Zeit des Terrors

In Honduras scheint wieder Normalität eingekehrt zu sein. Diesen Eindruck möchte jedenfalls das Regime erwecken, das seit dem Putsch vom 28. Juni das zentralamerikanische Land regiert. Am Sonntag wurde die seit dem Tag des Staatsstreichs bestehende Ausgangssperre aufgehoben, die jeweils abends zwischen 18.30 und 23 Uhr begonnen und bis in die Morgenstunden gegolten hatte. In diesen Tagen sind mehr als 1 200 Menschen wegen der Verletzung der Ausgangssperre verhaftet worden. Zugleich rühmen sich die Putschisten, daß die Maßnahme zu einem drastischen Rückgang der Kriminalität geführt habe. Die Zahl der Todesopfer durch Gewaltverbrechen sei massiv zurückgegangen, erklärte ein Polizeisprecher.

Lebensgefährlich

Ganz im Gegensatz zu solchen Angaben ist das Leben aktiver Mitglieder der Widerstandsbewegung zunehmend gefährdet. Einem Bericht des venezolanischen Rundfunksenders YVKE Mundial zufolge wurden allein am vergangenen Wochenende zwei führende Angehörige linker Organisationen ermordet. So starb in der zweitgrößten Stadt des Landes, San Pedro Sula, Roger Iván Bados, der sich vor Ort als Mitglied der Linkspartei UD und als führendes Mitglied der Nationalen Front gegen den Staatsstreich einen Namen gemacht hatte. Sprecher der Widerstandsbewegung gingen gegenüber ausländischen Medien von einem gezielten Mordanschlag aus. »Das ist Teil des Klimas und der Repression durch die Putschistenregierung, die nicht aufhört, das Volk zu unterdrücken, denn nur durch das Terrorisieren und Ermorden des Volkes können sie sich an der Macht halten«, erklärte Juan Barahona von der nationalen Leitung der Widerstandsbewegung.

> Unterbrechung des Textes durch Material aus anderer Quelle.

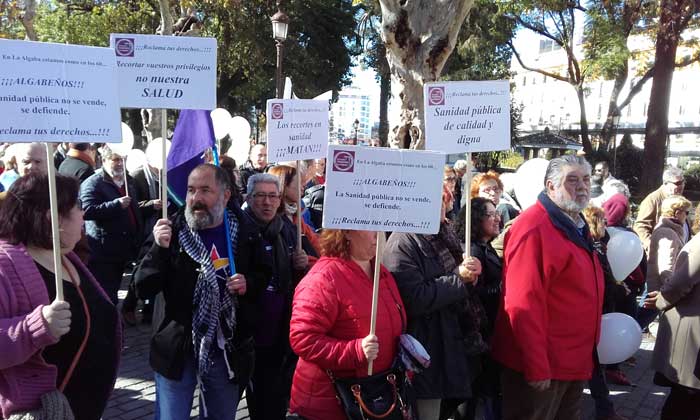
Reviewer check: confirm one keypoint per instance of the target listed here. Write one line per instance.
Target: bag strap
(357, 393)
(76, 358)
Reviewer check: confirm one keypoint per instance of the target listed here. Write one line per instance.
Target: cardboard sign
(381, 189)
(57, 92)
(465, 117)
(297, 129)
(173, 72)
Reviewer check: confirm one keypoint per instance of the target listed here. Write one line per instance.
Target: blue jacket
(112, 235)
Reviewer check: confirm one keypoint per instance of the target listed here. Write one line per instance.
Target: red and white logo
(277, 111)
(343, 161)
(124, 47)
(436, 95)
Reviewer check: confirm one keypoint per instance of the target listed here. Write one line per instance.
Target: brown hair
(285, 174)
(483, 177)
(595, 217)
(334, 244)
(24, 212)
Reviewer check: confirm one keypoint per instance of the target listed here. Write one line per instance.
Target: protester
(290, 201)
(256, 164)
(274, 360)
(80, 161)
(666, 240)
(189, 263)
(614, 292)
(331, 321)
(460, 167)
(677, 344)
(112, 221)
(485, 222)
(488, 185)
(40, 337)
(650, 209)
(549, 319)
(443, 312)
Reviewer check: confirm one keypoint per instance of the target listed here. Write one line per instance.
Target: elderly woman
(331, 320)
(433, 278)
(666, 240)
(677, 347)
(291, 200)
(40, 337)
(488, 185)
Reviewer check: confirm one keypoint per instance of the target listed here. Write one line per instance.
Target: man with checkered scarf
(205, 338)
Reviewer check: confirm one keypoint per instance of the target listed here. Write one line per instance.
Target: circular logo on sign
(437, 96)
(125, 47)
(277, 111)
(343, 161)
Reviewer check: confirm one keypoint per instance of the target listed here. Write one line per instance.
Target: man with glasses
(274, 361)
(112, 222)
(650, 209)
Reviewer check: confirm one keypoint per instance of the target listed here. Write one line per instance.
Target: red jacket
(330, 317)
(548, 324)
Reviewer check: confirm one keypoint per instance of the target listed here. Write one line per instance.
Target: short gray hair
(460, 165)
(671, 174)
(264, 179)
(555, 169)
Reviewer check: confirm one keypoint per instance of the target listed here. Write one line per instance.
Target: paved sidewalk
(134, 393)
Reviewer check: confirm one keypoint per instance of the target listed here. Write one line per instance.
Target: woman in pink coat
(331, 319)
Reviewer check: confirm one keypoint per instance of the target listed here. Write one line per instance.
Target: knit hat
(616, 209)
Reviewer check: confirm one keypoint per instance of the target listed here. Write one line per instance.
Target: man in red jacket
(548, 325)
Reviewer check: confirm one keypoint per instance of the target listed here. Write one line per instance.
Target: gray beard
(206, 220)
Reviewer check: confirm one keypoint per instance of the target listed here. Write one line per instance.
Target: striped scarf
(207, 306)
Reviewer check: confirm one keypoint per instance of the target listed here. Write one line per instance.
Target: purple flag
(194, 134)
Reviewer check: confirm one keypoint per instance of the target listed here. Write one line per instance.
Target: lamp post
(280, 24)
(355, 125)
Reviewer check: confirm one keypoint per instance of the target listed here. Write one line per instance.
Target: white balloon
(123, 148)
(239, 129)
(620, 337)
(154, 153)
(529, 181)
(221, 119)
(135, 160)
(239, 151)
(624, 254)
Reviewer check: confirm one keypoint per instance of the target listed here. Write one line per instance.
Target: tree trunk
(152, 117)
(419, 36)
(583, 120)
(608, 130)
(28, 20)
(657, 114)
(384, 95)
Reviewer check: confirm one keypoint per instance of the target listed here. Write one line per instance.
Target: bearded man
(112, 222)
(549, 322)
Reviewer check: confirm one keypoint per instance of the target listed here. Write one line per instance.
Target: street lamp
(280, 25)
(355, 125)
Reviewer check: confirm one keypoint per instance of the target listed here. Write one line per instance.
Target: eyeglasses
(263, 196)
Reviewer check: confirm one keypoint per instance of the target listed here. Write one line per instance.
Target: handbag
(54, 404)
(387, 395)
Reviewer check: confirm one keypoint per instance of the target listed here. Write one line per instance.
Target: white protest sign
(297, 129)
(465, 117)
(172, 72)
(57, 92)
(382, 189)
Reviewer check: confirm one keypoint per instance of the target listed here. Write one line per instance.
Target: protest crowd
(239, 305)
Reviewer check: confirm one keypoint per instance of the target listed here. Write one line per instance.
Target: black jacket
(75, 167)
(173, 272)
(433, 300)
(111, 234)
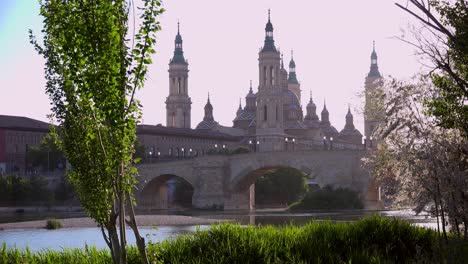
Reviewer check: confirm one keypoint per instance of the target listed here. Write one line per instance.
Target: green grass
(371, 240)
(53, 224)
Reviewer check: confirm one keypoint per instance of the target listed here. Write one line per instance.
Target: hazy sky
(332, 42)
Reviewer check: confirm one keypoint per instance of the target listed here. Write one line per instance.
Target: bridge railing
(327, 145)
(299, 145)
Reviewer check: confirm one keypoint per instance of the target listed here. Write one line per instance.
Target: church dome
(292, 99)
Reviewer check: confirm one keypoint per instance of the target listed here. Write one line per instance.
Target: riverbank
(142, 220)
(369, 240)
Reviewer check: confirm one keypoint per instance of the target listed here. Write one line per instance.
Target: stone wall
(227, 181)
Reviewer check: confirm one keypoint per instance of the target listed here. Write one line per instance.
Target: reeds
(53, 223)
(371, 240)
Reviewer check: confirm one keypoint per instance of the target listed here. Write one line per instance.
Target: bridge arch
(165, 192)
(165, 185)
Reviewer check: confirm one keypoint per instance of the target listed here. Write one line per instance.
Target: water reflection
(38, 239)
(42, 239)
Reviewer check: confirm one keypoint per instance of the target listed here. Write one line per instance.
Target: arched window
(272, 75)
(173, 120)
(178, 86)
(277, 118)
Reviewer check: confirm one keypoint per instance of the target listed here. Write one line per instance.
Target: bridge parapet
(226, 180)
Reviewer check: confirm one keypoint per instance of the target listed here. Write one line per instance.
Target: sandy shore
(142, 220)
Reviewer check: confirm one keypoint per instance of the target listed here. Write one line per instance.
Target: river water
(41, 239)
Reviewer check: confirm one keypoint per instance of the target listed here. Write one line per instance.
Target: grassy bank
(371, 240)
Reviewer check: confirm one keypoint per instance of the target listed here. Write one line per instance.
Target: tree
(426, 165)
(94, 66)
(46, 156)
(443, 39)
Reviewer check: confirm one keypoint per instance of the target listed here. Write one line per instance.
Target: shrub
(329, 199)
(284, 186)
(53, 224)
(240, 150)
(371, 240)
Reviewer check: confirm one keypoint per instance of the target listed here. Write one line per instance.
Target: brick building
(17, 135)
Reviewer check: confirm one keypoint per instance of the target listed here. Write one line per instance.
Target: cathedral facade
(272, 117)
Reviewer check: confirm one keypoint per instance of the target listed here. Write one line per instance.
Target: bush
(329, 199)
(52, 224)
(371, 240)
(284, 186)
(240, 150)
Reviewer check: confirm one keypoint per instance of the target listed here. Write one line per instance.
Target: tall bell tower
(178, 103)
(270, 132)
(372, 110)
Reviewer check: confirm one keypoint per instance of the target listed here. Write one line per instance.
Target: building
(272, 118)
(17, 135)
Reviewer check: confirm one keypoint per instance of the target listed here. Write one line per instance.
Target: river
(40, 239)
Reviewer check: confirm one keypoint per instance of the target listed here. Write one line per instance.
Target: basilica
(272, 114)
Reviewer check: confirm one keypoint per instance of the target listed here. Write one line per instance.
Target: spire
(311, 101)
(208, 110)
(178, 51)
(239, 110)
(374, 69)
(250, 99)
(292, 70)
(325, 114)
(349, 119)
(269, 41)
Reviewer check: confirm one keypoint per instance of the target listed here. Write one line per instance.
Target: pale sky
(332, 43)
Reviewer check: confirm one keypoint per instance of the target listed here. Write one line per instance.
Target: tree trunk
(121, 204)
(116, 249)
(140, 241)
(437, 215)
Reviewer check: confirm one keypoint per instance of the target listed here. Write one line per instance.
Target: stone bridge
(223, 181)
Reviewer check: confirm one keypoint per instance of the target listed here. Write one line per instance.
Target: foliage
(328, 198)
(46, 156)
(443, 40)
(240, 150)
(423, 165)
(371, 240)
(94, 66)
(53, 224)
(283, 186)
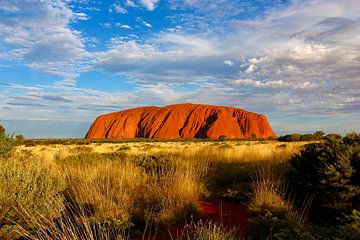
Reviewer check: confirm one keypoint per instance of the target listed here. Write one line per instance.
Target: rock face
(181, 121)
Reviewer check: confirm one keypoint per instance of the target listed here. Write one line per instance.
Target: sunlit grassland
(118, 190)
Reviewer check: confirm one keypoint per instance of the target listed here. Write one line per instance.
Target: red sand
(181, 121)
(228, 212)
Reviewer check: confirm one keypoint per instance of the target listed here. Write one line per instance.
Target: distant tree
(253, 136)
(20, 139)
(334, 136)
(222, 137)
(319, 134)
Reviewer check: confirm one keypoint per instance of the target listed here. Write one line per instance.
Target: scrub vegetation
(156, 189)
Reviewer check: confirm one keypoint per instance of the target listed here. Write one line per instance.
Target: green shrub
(319, 134)
(331, 170)
(20, 139)
(307, 137)
(268, 226)
(29, 194)
(7, 143)
(2, 130)
(334, 136)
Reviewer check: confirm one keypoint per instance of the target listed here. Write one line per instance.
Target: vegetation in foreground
(141, 190)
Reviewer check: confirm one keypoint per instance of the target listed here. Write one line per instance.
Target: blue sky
(64, 62)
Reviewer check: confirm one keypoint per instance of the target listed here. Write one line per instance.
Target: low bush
(28, 188)
(7, 143)
(208, 231)
(329, 169)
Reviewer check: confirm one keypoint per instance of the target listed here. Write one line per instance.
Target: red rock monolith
(181, 121)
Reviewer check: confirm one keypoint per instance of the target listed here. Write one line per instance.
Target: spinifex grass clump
(28, 188)
(208, 231)
(331, 169)
(7, 143)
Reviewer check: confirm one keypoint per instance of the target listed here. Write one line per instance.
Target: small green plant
(28, 188)
(7, 143)
(328, 168)
(2, 130)
(290, 137)
(208, 230)
(222, 137)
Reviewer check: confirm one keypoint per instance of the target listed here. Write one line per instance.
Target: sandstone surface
(181, 121)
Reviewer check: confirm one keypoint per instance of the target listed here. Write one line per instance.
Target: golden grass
(118, 191)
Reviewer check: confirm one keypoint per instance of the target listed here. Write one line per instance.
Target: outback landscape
(179, 119)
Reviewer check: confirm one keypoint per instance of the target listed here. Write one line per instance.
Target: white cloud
(251, 69)
(229, 63)
(124, 26)
(130, 3)
(149, 4)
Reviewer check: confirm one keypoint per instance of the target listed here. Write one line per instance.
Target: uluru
(181, 121)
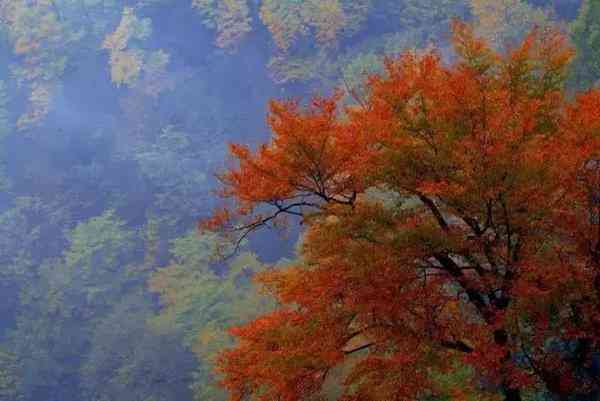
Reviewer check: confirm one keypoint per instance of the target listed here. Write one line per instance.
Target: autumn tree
(451, 221)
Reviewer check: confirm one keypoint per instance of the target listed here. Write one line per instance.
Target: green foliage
(9, 377)
(230, 18)
(202, 303)
(585, 33)
(103, 242)
(176, 170)
(505, 22)
(128, 362)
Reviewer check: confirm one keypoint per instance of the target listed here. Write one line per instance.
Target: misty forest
(300, 200)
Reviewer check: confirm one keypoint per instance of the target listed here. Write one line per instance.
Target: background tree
(465, 263)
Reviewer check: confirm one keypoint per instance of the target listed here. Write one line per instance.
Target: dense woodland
(415, 216)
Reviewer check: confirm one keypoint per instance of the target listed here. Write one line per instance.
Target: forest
(300, 200)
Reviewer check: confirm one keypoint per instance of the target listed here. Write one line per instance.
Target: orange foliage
(482, 248)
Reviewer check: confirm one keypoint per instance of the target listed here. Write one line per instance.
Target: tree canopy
(451, 222)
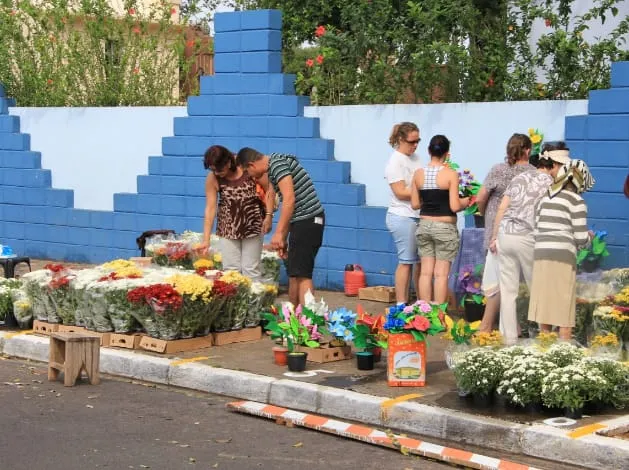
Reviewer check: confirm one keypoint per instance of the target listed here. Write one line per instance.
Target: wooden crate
(118, 340)
(71, 329)
(237, 336)
(178, 345)
(44, 328)
(377, 294)
(326, 353)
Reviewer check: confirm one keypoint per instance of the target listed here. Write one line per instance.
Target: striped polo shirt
(307, 204)
(561, 227)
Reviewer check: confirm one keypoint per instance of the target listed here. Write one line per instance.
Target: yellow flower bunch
(601, 341)
(196, 287)
(270, 289)
(118, 264)
(493, 338)
(203, 263)
(546, 339)
(128, 271)
(234, 277)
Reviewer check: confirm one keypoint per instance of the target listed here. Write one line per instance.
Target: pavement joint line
(178, 362)
(406, 445)
(585, 430)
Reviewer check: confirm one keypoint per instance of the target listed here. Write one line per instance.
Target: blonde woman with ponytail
(489, 198)
(401, 218)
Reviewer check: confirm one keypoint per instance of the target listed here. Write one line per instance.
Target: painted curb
(592, 450)
(376, 437)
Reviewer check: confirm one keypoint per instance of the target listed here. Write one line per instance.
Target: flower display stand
(237, 336)
(326, 353)
(406, 365)
(44, 328)
(163, 346)
(118, 340)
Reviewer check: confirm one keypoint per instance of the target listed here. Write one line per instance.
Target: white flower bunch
(521, 383)
(572, 386)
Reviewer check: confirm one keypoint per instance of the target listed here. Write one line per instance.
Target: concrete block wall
(601, 139)
(248, 102)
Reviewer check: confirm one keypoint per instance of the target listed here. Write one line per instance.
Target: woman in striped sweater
(561, 229)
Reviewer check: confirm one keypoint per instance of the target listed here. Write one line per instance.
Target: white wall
(478, 131)
(97, 151)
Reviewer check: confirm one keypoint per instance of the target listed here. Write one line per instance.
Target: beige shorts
(438, 240)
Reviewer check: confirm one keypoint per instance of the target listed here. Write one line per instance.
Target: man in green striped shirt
(302, 218)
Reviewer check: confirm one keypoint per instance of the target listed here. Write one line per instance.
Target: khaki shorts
(438, 240)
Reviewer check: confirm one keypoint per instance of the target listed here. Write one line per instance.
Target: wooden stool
(71, 353)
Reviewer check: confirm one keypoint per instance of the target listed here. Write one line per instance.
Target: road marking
(186, 361)
(376, 437)
(585, 430)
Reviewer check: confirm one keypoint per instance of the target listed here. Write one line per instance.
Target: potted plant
(571, 387)
(460, 333)
(589, 259)
(377, 334)
(479, 372)
(299, 327)
(469, 284)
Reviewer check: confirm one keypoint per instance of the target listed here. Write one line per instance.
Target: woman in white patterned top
(561, 229)
(512, 237)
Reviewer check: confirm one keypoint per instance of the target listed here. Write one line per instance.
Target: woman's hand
(267, 223)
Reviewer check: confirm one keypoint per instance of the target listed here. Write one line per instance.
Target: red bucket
(354, 279)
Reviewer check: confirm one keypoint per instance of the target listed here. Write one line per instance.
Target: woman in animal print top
(243, 217)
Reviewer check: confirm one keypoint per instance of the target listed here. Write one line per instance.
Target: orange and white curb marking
(376, 437)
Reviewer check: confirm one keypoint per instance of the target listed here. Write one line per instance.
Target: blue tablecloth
(470, 252)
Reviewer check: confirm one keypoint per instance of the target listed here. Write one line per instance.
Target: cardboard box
(44, 328)
(326, 353)
(237, 336)
(177, 345)
(406, 365)
(118, 340)
(377, 294)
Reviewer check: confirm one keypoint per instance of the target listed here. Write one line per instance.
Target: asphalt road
(125, 425)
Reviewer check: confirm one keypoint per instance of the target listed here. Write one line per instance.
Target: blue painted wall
(249, 102)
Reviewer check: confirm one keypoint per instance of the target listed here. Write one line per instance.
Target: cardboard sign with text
(407, 361)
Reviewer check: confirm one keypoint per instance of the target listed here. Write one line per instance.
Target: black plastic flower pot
(365, 360)
(473, 311)
(297, 361)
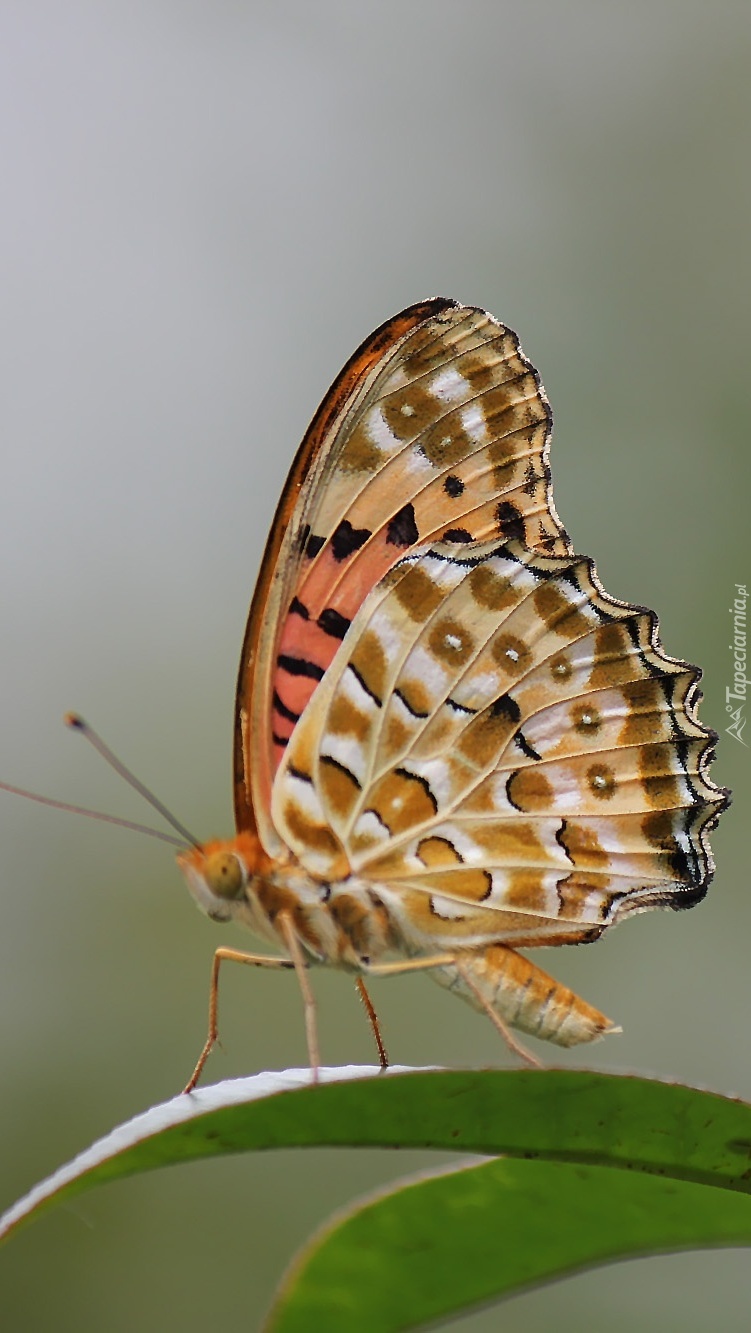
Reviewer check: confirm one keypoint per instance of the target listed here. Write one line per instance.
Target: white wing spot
(450, 385)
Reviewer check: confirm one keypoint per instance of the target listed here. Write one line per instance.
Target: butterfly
(450, 741)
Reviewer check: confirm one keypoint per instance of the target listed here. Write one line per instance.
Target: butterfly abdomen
(524, 996)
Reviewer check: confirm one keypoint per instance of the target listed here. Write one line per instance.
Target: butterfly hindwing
(507, 749)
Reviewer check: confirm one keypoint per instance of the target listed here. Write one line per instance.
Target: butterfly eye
(224, 875)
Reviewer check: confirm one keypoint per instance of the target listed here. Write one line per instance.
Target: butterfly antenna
(91, 815)
(78, 724)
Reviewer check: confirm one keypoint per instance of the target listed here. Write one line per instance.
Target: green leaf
(606, 1167)
(462, 1239)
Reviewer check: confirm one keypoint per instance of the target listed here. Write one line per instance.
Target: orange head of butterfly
(219, 875)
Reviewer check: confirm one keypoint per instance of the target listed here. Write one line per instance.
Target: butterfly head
(219, 873)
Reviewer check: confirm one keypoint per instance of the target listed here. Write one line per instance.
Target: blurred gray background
(206, 207)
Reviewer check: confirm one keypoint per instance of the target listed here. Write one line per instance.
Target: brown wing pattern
(506, 751)
(438, 428)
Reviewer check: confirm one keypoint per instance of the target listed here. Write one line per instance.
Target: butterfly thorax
(344, 925)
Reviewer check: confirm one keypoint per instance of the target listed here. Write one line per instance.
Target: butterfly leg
(374, 1023)
(256, 960)
(287, 931)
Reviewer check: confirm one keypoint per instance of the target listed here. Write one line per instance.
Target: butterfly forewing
(438, 428)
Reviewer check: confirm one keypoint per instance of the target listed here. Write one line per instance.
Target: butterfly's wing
(436, 428)
(506, 752)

Ein weiteres Mitglied der UD, Ramón García, wurde in der im Westen von Honduras liegenden Provinz Santa Bárbara von Unbekannten gezwungen, aus dem Autobus auszusteigen, in dem er zusammen mit Familienangehörigen unterwegs war, und mit vier Schüssen regelrecht hingerichtet.

Um die Verbreitung solcher Nachrichten zu verhindern, gehen die Putschisten nun verstärkt gegen ausländische Korrespondenten vor. Am Sonntag wurden die Teams des lateinamerikanischen Nachrichtensenders TeleSur und das staatlichen venezolanischen Kanals VTV zunächst verhaftet und dann aus Honduras ausgewiesen. Bei ihrer Ankunft in Caracas berichteten die Journalisten, daß sie gerade in einem Restaurant beim Essen gewesen seien, als die Polizei erschienen sei. Als Grund für die Verhaftung wurde ihnen gesagt, daß ihr Fahrzeug auf einer Fahndungsliste der Behörden stehe. »Journalisten von Telesur waren mit gestohlenem Auto unterwegs«, machte daraus die den Putschisten treu ergebene Tageszeitung El Heraldo. Zugleich mußte sie zugeben, daß das Fahrzeug zu einer noch vor dem Putsch durch die rechtmäßige Regierung angemieteten Fahrzeugflotte gehört, die den Unterstützern der durch den Staatsstreich verhinderten Volksbefragung über die Einrichtung einer «vierten Urne« bei den für den 29. November vorgesehenen Wahlen zugeteilt wurde. Diese »vierte Urne« sollte dazu dienen, über die Einberufung einer verfassunggebenden Versammlung in Honduras abzustimmen.

Zur Rückkehr entschlossen

Der rechtmäßige Präsident von Honduras, Manuel Zelaya, zeigt sich unterdessen weiter entschlossen, in sein Heimatland zurückzukehren. Im Gespräch mit TeleSur sagte er, er werde »irgendwann, irgendwo und irgendwie« zurückkehren. »Sie wissen, daß sie das nicht verhindern können«, sagte er.